The government’s decision to cut GST rates appears aimed at stimulating domestic consumption to offset the anticipated decline in export earnings. However, these reforms alone are unlikely to mitigate the broader macroeconomic effects of US trade measures.
Structural issues — such as declining real wages, rising debt burdens, and reduced social investment — limit the capacity of consumers to respond to tax cuts. Without additional measures, tariff shocks could deepen economic inequality and exacerbate unemployment.
India’s trade and diplomatic strategy adds another layer of complexity. The government has strengthened ties with BRICS+ and the Shanghai Cooperation Organisation (SCO), while Prime Minister Narendra Modi’s recent visit to China signaled renewed engagement with major Global South economies. Strengthening these alliances is strategically important, particularly as India navigates economic pressure from US policies. However, trade diversification cannot serve merely as a geopolitical counterbalance to Washington; it must be part of a comprehensive strategy to build economic resilience.
Decoupling from US trade dependencies would likely involve short-term economic pain, including disruptions in high-value exports and supply chains. Policymakers must develop a strategic plan to protect domestic industries and households from these shocks. This requires greater investment in domestic production capacities, stronger welfare programmes, and reforms to reduce inequality. As the article argues, “Diplomacy and trade deals are meant to serve the people, not corporates.”

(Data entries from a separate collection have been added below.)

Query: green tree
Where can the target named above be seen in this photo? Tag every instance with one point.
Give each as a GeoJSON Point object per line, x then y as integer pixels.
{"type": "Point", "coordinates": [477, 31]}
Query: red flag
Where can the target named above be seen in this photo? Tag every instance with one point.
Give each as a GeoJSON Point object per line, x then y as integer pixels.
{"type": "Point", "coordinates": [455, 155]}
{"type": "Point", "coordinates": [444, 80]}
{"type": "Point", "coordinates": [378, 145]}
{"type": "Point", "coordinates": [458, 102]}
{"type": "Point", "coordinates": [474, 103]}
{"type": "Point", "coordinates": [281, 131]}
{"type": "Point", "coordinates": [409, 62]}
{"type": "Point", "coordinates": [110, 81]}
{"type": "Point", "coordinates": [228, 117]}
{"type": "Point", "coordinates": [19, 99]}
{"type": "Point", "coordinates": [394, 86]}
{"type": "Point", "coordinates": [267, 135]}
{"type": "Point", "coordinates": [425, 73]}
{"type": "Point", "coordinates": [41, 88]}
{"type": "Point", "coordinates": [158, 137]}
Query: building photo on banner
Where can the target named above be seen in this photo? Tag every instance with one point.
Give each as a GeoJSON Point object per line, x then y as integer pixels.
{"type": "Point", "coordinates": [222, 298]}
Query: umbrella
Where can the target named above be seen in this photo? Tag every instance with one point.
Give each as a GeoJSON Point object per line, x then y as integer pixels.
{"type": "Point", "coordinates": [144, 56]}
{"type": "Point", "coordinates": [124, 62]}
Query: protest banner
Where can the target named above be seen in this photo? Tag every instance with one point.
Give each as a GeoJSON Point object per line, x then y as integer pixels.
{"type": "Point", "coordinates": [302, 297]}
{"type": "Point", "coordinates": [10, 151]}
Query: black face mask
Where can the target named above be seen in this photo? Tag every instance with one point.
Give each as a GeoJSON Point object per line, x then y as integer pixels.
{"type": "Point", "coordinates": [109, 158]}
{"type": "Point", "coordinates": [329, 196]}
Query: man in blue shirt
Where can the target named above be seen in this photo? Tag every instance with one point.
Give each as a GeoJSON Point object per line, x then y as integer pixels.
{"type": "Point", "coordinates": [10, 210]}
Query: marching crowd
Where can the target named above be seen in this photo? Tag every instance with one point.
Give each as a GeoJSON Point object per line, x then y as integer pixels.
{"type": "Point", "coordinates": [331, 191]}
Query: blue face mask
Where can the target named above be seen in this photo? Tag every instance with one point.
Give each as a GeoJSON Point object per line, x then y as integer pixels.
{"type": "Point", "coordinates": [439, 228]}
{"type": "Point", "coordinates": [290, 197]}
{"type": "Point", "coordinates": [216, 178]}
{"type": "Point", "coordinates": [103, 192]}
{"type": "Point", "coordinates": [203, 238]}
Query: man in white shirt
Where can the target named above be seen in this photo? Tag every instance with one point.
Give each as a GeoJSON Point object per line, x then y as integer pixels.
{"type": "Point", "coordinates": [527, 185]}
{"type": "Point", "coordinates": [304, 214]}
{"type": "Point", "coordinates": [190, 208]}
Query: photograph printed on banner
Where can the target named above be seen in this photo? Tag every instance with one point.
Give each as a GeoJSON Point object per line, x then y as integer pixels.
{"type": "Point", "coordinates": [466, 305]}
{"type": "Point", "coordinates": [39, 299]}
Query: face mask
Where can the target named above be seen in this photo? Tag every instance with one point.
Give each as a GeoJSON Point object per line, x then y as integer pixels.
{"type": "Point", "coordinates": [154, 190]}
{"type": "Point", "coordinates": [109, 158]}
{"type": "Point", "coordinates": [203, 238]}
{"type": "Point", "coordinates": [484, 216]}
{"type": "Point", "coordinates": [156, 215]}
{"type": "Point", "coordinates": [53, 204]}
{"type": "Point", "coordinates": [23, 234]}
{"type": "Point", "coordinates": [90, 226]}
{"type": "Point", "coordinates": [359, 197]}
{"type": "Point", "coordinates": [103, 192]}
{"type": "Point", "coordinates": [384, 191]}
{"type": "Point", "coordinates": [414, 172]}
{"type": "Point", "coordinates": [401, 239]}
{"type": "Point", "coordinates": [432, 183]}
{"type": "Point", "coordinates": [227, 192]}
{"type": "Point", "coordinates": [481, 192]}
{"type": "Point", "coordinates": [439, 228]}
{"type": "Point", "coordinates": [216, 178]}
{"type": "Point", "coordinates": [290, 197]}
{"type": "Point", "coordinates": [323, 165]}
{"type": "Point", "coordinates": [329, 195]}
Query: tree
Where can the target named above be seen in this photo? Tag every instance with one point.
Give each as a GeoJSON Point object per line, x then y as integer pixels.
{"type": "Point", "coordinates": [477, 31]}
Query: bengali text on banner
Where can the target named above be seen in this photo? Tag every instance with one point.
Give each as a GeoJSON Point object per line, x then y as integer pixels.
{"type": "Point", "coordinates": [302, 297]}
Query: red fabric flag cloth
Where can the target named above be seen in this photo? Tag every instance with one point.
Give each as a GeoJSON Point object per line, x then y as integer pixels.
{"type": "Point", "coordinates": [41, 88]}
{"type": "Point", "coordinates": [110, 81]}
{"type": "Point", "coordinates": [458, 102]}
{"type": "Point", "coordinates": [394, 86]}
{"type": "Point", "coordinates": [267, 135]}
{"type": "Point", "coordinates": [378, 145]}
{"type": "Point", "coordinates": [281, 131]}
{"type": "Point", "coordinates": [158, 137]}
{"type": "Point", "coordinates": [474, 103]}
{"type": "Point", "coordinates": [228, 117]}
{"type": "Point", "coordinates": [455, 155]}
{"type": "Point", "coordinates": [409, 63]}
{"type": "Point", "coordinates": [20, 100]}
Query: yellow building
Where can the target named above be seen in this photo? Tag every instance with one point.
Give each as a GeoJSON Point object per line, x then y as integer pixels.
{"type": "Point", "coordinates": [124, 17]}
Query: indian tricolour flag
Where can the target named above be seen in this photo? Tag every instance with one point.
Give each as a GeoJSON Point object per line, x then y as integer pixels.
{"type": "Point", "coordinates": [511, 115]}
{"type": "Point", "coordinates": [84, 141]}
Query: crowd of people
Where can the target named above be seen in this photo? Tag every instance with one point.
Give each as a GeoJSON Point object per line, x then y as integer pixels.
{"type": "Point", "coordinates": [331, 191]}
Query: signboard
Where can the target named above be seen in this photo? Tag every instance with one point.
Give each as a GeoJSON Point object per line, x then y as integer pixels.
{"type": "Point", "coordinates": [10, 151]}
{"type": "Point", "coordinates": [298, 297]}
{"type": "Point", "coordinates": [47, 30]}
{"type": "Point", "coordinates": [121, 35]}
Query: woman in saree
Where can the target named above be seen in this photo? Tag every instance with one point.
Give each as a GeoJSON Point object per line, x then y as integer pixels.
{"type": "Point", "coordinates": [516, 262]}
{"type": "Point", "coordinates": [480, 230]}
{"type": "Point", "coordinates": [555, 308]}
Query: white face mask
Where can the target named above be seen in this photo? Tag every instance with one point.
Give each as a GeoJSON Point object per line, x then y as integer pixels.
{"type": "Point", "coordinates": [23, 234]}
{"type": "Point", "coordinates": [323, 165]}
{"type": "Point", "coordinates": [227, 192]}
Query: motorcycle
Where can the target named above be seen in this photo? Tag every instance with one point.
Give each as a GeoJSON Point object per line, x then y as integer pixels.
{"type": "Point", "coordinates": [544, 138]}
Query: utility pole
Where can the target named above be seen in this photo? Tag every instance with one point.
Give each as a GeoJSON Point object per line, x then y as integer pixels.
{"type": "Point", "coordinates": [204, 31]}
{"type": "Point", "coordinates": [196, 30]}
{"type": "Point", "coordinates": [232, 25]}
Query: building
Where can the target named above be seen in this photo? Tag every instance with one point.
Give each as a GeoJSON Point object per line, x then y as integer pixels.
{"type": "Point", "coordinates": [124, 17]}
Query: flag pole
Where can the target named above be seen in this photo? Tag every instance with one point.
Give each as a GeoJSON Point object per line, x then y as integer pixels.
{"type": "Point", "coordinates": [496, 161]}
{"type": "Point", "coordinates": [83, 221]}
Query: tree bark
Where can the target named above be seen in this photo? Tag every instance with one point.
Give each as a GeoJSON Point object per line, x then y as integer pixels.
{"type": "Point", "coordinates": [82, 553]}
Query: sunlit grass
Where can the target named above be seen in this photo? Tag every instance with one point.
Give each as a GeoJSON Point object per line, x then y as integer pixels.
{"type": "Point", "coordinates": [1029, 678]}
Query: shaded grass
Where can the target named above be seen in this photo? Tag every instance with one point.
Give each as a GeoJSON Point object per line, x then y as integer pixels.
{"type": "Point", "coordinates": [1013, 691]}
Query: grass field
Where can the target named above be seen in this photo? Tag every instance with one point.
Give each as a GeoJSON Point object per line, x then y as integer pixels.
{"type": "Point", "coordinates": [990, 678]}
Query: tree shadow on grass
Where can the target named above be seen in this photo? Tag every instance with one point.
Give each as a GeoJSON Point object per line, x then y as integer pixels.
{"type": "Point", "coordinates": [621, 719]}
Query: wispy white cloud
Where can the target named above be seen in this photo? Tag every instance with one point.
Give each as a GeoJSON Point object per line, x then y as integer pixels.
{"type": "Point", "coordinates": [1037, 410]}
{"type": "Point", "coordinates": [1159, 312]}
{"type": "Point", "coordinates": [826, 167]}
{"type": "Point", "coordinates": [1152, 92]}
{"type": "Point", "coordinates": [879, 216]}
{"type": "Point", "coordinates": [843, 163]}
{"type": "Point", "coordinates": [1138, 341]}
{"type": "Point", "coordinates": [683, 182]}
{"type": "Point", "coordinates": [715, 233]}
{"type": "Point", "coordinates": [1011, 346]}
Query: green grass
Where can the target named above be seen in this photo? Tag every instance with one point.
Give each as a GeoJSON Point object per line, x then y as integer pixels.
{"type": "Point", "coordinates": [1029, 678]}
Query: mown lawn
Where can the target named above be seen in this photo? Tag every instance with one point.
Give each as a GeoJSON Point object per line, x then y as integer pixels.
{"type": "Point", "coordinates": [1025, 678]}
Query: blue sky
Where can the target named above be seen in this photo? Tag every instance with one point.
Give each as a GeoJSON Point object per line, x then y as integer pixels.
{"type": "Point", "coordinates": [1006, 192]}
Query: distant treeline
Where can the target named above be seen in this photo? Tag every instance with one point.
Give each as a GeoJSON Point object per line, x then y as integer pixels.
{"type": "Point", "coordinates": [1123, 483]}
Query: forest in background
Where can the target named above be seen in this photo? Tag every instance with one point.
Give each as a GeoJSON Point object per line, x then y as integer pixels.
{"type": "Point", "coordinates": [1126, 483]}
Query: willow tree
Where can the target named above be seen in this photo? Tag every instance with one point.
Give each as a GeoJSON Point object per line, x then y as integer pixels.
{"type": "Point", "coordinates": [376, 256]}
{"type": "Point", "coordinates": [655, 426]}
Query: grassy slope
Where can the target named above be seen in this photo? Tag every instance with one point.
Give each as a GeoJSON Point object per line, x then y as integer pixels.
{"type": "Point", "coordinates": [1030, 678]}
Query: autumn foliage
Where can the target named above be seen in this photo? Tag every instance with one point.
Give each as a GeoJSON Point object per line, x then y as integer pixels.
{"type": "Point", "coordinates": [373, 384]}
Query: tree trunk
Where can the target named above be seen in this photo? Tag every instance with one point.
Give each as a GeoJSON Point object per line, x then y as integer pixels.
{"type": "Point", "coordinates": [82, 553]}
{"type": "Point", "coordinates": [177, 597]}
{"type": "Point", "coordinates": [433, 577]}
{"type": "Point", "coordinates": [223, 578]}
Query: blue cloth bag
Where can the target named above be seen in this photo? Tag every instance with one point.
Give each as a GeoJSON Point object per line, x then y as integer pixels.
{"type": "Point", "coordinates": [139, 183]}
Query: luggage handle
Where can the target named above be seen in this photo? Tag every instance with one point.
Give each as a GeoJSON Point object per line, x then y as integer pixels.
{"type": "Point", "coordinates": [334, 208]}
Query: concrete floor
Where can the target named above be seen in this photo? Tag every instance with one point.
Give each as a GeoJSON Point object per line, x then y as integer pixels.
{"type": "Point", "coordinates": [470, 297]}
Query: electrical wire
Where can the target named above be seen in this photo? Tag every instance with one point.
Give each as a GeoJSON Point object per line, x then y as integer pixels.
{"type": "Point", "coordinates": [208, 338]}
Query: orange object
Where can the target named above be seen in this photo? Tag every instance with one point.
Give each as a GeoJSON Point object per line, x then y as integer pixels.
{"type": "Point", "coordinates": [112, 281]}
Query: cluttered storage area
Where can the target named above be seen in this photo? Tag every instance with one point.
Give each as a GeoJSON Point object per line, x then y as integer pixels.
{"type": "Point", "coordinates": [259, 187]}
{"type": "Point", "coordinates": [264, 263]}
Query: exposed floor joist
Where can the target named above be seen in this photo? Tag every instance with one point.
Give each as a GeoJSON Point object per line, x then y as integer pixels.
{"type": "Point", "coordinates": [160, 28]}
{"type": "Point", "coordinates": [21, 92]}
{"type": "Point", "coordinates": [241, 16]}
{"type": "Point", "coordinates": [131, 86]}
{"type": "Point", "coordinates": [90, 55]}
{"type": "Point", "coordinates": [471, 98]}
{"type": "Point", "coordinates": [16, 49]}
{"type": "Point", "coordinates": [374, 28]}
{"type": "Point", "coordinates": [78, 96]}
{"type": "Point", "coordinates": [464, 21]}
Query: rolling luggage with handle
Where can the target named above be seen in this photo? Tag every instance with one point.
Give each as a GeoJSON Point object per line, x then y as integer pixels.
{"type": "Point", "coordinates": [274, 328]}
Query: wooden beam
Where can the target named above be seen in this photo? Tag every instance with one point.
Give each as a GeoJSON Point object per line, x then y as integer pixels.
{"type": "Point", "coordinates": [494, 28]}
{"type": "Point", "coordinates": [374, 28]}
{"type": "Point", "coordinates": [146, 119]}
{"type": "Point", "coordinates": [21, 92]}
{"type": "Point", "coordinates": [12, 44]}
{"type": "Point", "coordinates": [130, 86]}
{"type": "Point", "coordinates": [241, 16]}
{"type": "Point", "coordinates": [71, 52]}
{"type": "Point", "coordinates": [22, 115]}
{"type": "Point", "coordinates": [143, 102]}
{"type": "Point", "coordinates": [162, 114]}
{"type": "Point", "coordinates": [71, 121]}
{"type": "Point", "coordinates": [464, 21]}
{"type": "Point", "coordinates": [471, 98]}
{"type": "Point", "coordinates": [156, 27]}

The GST reforms provide some immediate relief for consumers, but cannot serve as a long-term solution. Fiscal space for states remains limited, and without a robust compensation framework, these measures may exacerbate federal tensions. Rising household debt, stagnant wages, and declining social investment point to deeper economic vulnerabilities.
Policymakers face a dual challenge: managing external shocks from US tariffs and addressing domestic demand stagnation. Strengthening social welfare systems, prioritising income growth, and investing in long-term infrastructure for health and education are necessary to shift toward a sustainable growth model. Additionally, trade diversification through partnerships with BRICS+ and SCO must focus on building productive capacity and resilience, rather than short-term diplomatic positioning.
Reminder to the People
Russia has been readily trading crude oil to India at a discounted rate. But the people here have not benefited from this. The ordinary consumers are still troubled by increasing petrol prices. Meanwhile, the US sanctions are about to hit the common people indiscriminately. Until this contradiction is resolved, India will be unable to benefit from a multipolar world. The autumn of Indian corporates must never be equal to the fall of the Indian economy.
China’s experience in trade disputes underscores the importance of building a robust domestic economy. China invested heavily in social infrastructure, manufacturing capacity, and technology, allowing it to withstand tariff wars. India faces a different economic context, but it can draw lessons from China’s focus on domestic welfare and innovation. A pro-people economic policy, with targeted investments in healthcare, education, and social protection, is essential for building resilience.
Without such measures, India risks weakening its global standing. If the Modi government fails to bolster the economy by increasing social investments and decreasing inequality, India’s legacy as an important player in the global scenario will diminish rapidly.
The writer is an independent researcher in international relations. The views are personal.